Dr Cregan said this would entrench the position of well-resourced centres of excellence in affluent areas, and further reduce hospital access in western Sydney. "That sort of inequity is going to be locked in," he told the Herald.

"You can't gear up [to do large numbers of elective procedures]. Hospitals are going to lose money, and potentially lots of money."

More than 800 nurses rallied outside seven hospitals in western Sydney yesterday to protest against unsafe staffing levels, including one maternity unit which cannot find midwives for more than 420 shifts this month.

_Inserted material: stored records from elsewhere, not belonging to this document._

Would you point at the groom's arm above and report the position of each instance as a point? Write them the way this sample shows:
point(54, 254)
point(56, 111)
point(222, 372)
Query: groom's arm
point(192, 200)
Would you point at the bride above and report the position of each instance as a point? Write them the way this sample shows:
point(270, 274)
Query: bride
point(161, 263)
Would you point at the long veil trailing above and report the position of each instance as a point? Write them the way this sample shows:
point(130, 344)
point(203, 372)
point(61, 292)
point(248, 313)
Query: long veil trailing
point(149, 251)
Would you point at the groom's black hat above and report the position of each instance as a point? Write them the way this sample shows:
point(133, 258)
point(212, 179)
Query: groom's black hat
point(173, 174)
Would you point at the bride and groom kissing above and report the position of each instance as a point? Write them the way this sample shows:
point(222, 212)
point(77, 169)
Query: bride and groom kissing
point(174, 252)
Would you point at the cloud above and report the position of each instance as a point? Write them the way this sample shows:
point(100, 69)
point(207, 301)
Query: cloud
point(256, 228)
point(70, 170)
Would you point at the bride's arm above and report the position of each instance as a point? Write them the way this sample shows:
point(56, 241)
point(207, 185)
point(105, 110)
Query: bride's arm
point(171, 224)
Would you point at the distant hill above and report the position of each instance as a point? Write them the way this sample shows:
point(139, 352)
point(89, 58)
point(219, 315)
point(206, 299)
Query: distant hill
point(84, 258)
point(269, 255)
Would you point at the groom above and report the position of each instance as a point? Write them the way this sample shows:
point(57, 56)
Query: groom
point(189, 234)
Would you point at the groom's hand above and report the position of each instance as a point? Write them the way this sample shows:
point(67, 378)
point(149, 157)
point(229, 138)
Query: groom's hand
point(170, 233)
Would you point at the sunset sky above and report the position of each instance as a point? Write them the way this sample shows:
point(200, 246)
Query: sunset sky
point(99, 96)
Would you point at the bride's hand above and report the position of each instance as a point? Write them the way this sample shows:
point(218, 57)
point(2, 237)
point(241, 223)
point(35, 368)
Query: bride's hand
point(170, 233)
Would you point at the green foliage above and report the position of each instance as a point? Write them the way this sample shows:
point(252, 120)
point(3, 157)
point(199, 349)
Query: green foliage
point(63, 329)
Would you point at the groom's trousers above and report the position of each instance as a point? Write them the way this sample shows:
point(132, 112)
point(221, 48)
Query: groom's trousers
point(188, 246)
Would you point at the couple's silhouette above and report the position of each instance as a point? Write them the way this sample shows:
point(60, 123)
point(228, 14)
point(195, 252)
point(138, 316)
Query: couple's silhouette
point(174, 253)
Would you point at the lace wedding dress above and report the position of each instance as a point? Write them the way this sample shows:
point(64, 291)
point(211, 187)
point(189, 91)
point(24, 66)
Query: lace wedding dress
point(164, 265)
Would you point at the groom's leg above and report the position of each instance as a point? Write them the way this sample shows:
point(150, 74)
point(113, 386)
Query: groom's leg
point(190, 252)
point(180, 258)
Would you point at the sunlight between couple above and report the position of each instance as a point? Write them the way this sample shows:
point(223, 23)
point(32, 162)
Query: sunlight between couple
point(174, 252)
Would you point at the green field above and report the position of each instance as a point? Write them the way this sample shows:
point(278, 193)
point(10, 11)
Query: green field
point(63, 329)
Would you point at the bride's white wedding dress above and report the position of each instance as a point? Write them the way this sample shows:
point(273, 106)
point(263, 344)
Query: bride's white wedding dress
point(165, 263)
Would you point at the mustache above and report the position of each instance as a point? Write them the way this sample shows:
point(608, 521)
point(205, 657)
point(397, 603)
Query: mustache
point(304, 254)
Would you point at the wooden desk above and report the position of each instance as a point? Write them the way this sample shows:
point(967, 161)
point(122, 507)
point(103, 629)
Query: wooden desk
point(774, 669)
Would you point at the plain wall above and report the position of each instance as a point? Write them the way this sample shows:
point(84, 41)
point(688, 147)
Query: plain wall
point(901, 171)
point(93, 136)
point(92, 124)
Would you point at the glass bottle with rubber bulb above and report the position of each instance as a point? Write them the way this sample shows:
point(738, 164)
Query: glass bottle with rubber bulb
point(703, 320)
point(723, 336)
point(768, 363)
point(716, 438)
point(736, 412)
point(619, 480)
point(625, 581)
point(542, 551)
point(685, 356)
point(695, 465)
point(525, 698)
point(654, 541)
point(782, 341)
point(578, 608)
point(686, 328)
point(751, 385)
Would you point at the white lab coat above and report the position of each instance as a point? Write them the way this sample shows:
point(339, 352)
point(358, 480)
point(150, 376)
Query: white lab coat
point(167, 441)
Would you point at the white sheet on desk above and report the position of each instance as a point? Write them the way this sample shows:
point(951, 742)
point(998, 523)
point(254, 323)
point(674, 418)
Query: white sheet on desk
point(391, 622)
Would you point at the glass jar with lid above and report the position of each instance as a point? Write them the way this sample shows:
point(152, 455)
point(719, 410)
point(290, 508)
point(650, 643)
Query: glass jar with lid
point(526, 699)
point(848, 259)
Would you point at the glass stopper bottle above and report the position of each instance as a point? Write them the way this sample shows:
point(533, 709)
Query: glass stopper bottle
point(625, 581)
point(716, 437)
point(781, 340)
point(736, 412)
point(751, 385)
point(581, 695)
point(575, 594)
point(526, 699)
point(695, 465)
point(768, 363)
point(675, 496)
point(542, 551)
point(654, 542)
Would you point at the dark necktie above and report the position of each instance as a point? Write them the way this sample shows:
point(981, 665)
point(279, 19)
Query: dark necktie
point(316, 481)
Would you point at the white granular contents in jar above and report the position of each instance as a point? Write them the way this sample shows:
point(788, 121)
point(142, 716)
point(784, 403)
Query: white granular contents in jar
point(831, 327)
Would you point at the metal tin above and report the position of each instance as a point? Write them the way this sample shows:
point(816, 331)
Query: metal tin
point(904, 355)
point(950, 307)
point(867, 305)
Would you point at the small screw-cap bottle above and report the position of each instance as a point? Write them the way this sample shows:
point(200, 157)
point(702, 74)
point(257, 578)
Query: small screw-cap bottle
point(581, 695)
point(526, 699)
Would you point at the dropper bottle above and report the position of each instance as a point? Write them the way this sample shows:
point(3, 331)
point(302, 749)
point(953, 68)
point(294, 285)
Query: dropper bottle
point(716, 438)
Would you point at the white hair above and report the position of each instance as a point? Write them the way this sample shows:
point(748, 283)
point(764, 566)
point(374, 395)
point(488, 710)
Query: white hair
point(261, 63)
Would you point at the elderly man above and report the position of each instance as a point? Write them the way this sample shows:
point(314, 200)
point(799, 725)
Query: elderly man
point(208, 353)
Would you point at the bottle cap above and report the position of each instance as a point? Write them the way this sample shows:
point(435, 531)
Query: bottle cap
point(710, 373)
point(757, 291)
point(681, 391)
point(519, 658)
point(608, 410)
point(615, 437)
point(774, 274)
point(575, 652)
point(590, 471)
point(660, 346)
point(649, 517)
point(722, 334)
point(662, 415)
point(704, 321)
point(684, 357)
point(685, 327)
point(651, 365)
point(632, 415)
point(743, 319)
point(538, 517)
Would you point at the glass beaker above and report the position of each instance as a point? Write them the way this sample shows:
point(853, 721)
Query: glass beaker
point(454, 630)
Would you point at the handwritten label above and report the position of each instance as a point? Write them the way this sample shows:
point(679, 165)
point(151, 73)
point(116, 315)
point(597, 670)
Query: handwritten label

Nepean Hospital, where about 4300 babies are born each year, needs another 20 full-time midwives to fill shifts on the antenatal, postnatal and delivery wards, and in the neonatal intensive care unit. ''We will have a death there soon because it is hugely unsafe,'' said Sally Tracy, a professor of midwifery research at the University of Sydney. ''There is huge dissatisfaction. Midwives do not want to work there.''

More than 120 people at the Lithgow rally were told about half its hospital beds were shut due to staffing shortages.

''I've been in the health system for 30 years and this is the worst I have ever seen it,'' said union representative Marny Thomas. The opposition health spokeswoman, Jillian Skinner, said ''nurses were fed up to the back teeth''. The rally at Nepean Hospital was told there were about 30 nurse vacancies but the NSW Health website admitted to only three, she said.